Traditionally, Medicaid would simply pay a doctor or hospital the fee for a particular service. But that built in an incentive to do more services than might be necessary. CMO’s came in to purportedly save the state money and hopefully improve care by changing that fee-for-service model.
Rather than pay a doctor or hospital a direct fee for each service to a Georgia Medicaid patient, Georgia Medicaid pays the contractor a set fee for managing the Medicaid of a number of enrollees. The CMO’s say they save the state money by incentivizing better care, not lots of fees, and that they offer more support to enrollees.

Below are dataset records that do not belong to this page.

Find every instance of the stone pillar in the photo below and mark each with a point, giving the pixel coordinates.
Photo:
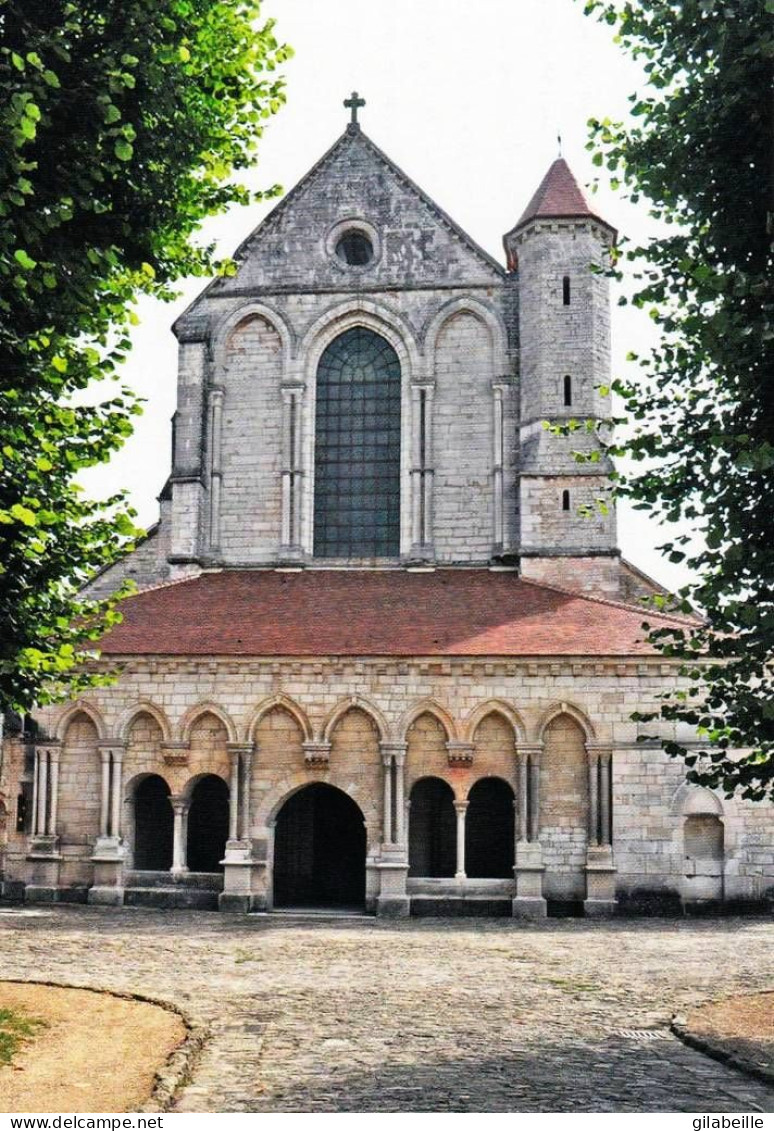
(387, 819)
(109, 856)
(43, 855)
(104, 795)
(461, 809)
(529, 901)
(180, 806)
(393, 866)
(497, 467)
(233, 795)
(216, 395)
(600, 863)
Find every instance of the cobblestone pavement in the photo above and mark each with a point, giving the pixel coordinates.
(360, 1016)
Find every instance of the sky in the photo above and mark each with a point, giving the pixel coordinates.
(467, 100)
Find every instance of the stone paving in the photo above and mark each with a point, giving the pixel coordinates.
(361, 1016)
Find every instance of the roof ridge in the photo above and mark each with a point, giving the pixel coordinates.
(609, 601)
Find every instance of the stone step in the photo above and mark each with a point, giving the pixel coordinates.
(194, 881)
(171, 898)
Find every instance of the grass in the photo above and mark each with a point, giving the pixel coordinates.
(15, 1029)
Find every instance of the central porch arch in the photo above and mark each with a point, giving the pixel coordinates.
(319, 849)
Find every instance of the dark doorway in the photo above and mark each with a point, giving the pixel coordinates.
(153, 826)
(207, 825)
(432, 829)
(489, 830)
(319, 851)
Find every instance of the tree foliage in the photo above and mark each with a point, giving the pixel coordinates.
(121, 126)
(702, 150)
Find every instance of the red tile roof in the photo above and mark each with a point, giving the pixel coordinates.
(464, 612)
(558, 196)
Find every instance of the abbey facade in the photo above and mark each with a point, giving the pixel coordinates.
(385, 652)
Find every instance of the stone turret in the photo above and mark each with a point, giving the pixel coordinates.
(560, 248)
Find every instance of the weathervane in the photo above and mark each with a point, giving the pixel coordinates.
(354, 103)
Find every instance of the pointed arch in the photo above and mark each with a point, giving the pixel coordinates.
(429, 706)
(691, 800)
(285, 704)
(355, 702)
(484, 313)
(495, 707)
(244, 313)
(574, 713)
(80, 708)
(206, 708)
(144, 707)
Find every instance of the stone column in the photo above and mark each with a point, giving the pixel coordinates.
(600, 863)
(180, 805)
(497, 467)
(400, 790)
(215, 465)
(593, 797)
(529, 901)
(393, 866)
(461, 809)
(104, 795)
(387, 820)
(117, 783)
(233, 795)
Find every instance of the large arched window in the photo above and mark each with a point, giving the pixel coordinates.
(358, 448)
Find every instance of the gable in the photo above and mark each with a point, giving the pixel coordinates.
(415, 242)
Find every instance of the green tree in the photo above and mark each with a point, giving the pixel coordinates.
(122, 123)
(701, 148)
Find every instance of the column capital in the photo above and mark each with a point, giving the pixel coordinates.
(396, 750)
(175, 753)
(241, 748)
(459, 753)
(316, 753)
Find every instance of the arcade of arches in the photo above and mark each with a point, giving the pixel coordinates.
(347, 819)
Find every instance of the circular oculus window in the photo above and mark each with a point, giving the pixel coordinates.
(354, 248)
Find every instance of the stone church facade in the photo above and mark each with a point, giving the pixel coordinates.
(385, 650)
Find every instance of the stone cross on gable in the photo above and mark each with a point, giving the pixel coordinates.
(354, 103)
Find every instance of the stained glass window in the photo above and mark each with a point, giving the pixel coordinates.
(358, 448)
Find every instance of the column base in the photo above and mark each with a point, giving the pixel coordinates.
(108, 896)
(529, 907)
(600, 908)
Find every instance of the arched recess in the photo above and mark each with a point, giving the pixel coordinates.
(144, 707)
(568, 710)
(495, 747)
(319, 849)
(427, 754)
(358, 313)
(206, 708)
(72, 711)
(207, 822)
(564, 808)
(79, 780)
(278, 736)
(462, 441)
(432, 829)
(498, 707)
(244, 409)
(144, 737)
(208, 737)
(490, 830)
(358, 432)
(364, 707)
(430, 707)
(278, 702)
(151, 822)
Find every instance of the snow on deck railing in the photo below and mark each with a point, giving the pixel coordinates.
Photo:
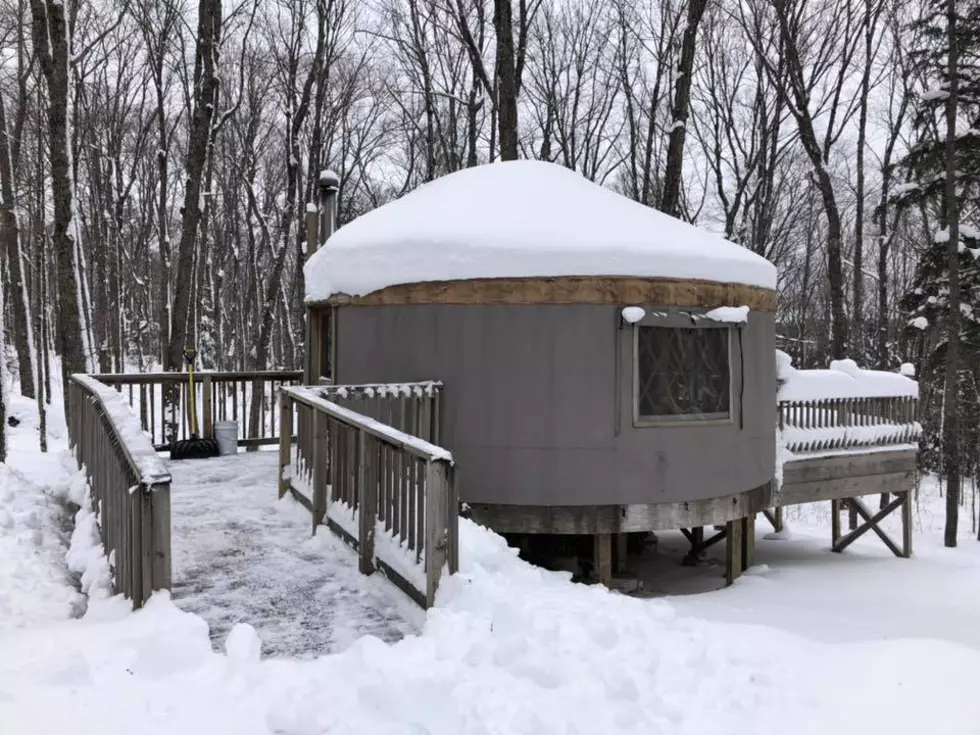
(389, 493)
(129, 486)
(844, 407)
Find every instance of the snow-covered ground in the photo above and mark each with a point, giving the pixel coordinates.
(811, 642)
(241, 556)
(35, 584)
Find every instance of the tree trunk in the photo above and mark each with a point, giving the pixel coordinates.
(808, 137)
(53, 48)
(10, 239)
(951, 428)
(506, 80)
(670, 202)
(205, 86)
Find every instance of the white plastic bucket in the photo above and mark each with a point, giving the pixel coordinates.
(226, 435)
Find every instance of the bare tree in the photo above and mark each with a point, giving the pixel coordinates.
(670, 201)
(52, 46)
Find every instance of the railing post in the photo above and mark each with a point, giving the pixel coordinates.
(160, 535)
(367, 492)
(285, 439)
(208, 417)
(322, 443)
(437, 492)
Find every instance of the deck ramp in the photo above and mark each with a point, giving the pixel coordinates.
(243, 556)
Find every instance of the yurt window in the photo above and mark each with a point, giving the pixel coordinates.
(682, 374)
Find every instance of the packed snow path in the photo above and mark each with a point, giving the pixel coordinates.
(242, 556)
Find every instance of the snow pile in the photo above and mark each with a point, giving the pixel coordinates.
(138, 443)
(86, 556)
(811, 428)
(511, 649)
(729, 314)
(520, 219)
(314, 395)
(844, 379)
(35, 584)
(633, 314)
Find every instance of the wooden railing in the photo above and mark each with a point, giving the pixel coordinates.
(389, 494)
(130, 487)
(848, 423)
(247, 398)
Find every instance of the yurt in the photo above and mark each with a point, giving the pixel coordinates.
(606, 368)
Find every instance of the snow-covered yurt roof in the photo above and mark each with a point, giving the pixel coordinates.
(521, 220)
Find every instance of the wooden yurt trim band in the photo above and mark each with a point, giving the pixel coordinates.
(610, 290)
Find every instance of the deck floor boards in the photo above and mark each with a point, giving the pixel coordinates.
(242, 555)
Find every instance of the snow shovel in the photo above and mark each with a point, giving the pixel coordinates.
(195, 447)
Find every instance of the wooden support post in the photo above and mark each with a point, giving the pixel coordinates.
(602, 557)
(870, 524)
(622, 552)
(733, 550)
(160, 535)
(285, 440)
(312, 232)
(907, 524)
(146, 545)
(367, 493)
(207, 420)
(834, 522)
(322, 444)
(440, 519)
(748, 542)
(135, 551)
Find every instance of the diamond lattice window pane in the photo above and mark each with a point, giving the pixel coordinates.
(683, 373)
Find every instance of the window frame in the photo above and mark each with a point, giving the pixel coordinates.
(682, 319)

But that also means what goes on between the CMO and the billing and paying is now somewhat removed from state overseers.
And if the CMO’s are overpaying for services, that eventually comes back to the state budget. The CMO’s report their own overall spending to actuaries, who calculate the cost of providing care: And that is a basis of Georgia Medicaid deciding how much to contract for in the coming year.
DCH said it had already established new data analytics and protocols with CMO’s and its own units that would identify potential fraud better than it currently does. It said it had established better processes and communication between its disparate integrity units, and it planned to designate one as the lead.
One of the audit’s recommendations was to the General Assembly, to allow the CMO’s to have more time to investigate providers and recover overpayments. Questionable claims to CMO’s are currently allowed to be recovered only up to 18 or 24 months following the service, while the state’s own unit has three years.
The group that represents the state’s doctors, the Medical Association of Georgia, said it would oppose expanding the time limit to recover overpayments, “especially considering the financial hardship the Covid-19 pandemic has placed on physician practices.”